É longeva a orientação da CGJSP no sentido de que o bloqueio de matrícula ocorre em decorrência de vício registrário extrínseco, i.e., do próprio registro, e não de vício intrínseco, decorrente de invalidade do título:
“Em outras palavras, ainda à luz do entendimento adotado por esta Corregedoria Geral da Justiça, somente é possível o bloqueio administrativo em situação de vício registrário extrínseco, ou seja, do próprio registro, e não de vício intrínseco, decorrente de invalidade do título apresentado ao Oficial Registrador (Processo CG n. 1032/20061). E assim é, pois ‘o bloqueio não se presta a acautelar, de modo eminente e principal, o direito dos particulares, e sim, antes e sobretudo, o interesse público na regularidade dos assentos. Por isso mesmo é que a providência se liga, primordialmente, a irregularidades encontradas diretamente nos atos de registro (as assim chamadas nulidades extrínsecas), e não a defeitos encontrados nos fatos jurídicos subjacentes (as denominadas nulidades intrínsecas), como sucede no caso em discussão, no qual a medida foi tomada por força de deficiências encontradas nos títulos (…)’ (cf. Parecer nº 379/2021-E, elaborado pelo MM. Juiz Assessor, Dr. Josué Modesto Passos, nos autos do Processo CG nº 2021/330202, aprovado pelo então Corregedor Geral da Justiça, Des. Ricardo Mair Anafe)3.
Tratando-se, portanto, de vício que inquina o título e não o registro, insuscetível autorizar-se o bloqueio administrativo pretendido, consoante decidido no processo supra referido.
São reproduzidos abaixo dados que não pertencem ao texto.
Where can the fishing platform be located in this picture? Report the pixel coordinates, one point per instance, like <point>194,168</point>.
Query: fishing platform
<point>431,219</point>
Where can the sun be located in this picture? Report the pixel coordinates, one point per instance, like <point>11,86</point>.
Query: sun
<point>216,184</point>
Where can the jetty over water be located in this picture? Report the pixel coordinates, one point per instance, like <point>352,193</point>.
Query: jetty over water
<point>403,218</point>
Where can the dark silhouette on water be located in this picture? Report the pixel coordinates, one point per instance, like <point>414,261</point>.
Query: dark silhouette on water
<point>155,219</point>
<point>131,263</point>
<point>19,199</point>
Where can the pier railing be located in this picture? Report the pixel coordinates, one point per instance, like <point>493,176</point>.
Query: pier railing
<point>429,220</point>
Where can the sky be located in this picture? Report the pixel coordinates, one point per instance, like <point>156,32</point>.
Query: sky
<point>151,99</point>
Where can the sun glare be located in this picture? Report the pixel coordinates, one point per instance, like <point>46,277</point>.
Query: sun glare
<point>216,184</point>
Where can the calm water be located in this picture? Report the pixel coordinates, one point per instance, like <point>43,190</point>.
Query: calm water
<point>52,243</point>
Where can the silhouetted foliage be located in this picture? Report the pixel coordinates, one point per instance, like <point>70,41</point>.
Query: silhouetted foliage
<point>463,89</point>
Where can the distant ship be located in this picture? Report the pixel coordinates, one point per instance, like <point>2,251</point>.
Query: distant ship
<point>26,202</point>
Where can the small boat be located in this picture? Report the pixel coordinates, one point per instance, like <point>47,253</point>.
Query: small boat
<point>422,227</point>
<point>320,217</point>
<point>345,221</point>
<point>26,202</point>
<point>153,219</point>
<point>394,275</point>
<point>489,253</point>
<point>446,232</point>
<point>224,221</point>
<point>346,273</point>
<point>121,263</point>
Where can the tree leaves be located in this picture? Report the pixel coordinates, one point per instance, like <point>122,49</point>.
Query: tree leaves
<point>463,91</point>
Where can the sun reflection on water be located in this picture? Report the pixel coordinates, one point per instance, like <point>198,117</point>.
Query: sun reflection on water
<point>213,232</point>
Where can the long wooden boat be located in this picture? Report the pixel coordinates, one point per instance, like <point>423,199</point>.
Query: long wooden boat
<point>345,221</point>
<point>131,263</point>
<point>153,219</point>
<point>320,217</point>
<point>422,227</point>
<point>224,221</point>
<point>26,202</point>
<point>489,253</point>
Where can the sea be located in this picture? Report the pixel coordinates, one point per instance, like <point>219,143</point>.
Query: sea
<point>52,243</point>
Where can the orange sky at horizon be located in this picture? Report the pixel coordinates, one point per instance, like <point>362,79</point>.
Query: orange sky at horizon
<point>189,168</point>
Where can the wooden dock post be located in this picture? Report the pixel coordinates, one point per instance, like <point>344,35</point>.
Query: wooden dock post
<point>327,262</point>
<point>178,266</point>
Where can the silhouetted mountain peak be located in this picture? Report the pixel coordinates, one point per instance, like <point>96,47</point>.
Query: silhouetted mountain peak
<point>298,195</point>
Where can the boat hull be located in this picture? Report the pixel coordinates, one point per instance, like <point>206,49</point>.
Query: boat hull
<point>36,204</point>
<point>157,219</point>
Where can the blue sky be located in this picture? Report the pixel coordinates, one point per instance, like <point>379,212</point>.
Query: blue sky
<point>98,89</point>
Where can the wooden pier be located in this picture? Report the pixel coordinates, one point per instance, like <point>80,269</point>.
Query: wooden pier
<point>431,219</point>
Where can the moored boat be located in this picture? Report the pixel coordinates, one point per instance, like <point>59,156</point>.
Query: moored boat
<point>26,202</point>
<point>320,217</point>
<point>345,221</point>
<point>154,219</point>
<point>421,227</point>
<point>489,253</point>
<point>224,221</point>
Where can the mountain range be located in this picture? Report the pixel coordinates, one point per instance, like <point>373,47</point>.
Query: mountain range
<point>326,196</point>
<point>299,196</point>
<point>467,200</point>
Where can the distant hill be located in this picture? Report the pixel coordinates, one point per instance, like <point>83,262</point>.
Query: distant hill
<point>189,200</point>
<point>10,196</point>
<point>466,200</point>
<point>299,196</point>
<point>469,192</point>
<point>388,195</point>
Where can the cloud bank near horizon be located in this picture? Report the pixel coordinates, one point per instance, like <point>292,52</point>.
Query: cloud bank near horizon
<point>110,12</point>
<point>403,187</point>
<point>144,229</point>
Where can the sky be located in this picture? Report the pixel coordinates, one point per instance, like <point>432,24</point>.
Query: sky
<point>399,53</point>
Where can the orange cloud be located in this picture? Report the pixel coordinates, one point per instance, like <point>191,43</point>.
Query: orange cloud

Na verdade, o tema é pacífico na jurisprudência administrativa da Corregedoria Geral de Justiça de São Paulo, brevitatis causa:
Registro imobiliário – bloqueio administrativo da matrícula – medida excepcional que tem por escopo evitar que novos registros sejam feitos a partir de um registro maculado ou corrigir erros pretéritos – inexistência de nulidade de pleno direito – inteligência do artigo 214 da Lei de Registros Públicos – eventual nulidade do título com reflexo no registro que somente poderá ser dirimida nas vias ordinárias, inclusive porque a controvérsia já foi levada à esfera jurisdicional – parecer pelo não provimento do recurso.4
Recurso administrativo – Pedido de Providências – inexistência de nulidade de pleno direito – inteligência do art. 214 da Lei nº 6.015/73 – registro que goza de presunção de validade e legalidade – art. 252 da Lei de Registros Públicos – bloqueio da matrícula que não pode persistir na esfera administrativa e deverá ser perquirido na via jurisdicional adequada – parecer pelo não provimento do recurso.5
Cautelas registrais
Chamo de cautelas registrais todo tipo de diligência que o oficial pode proceder para tomar suas decisões com o maior grau de certeza e segurança – especialmente agora, que os oficiais têm acesso aos processos judiciais.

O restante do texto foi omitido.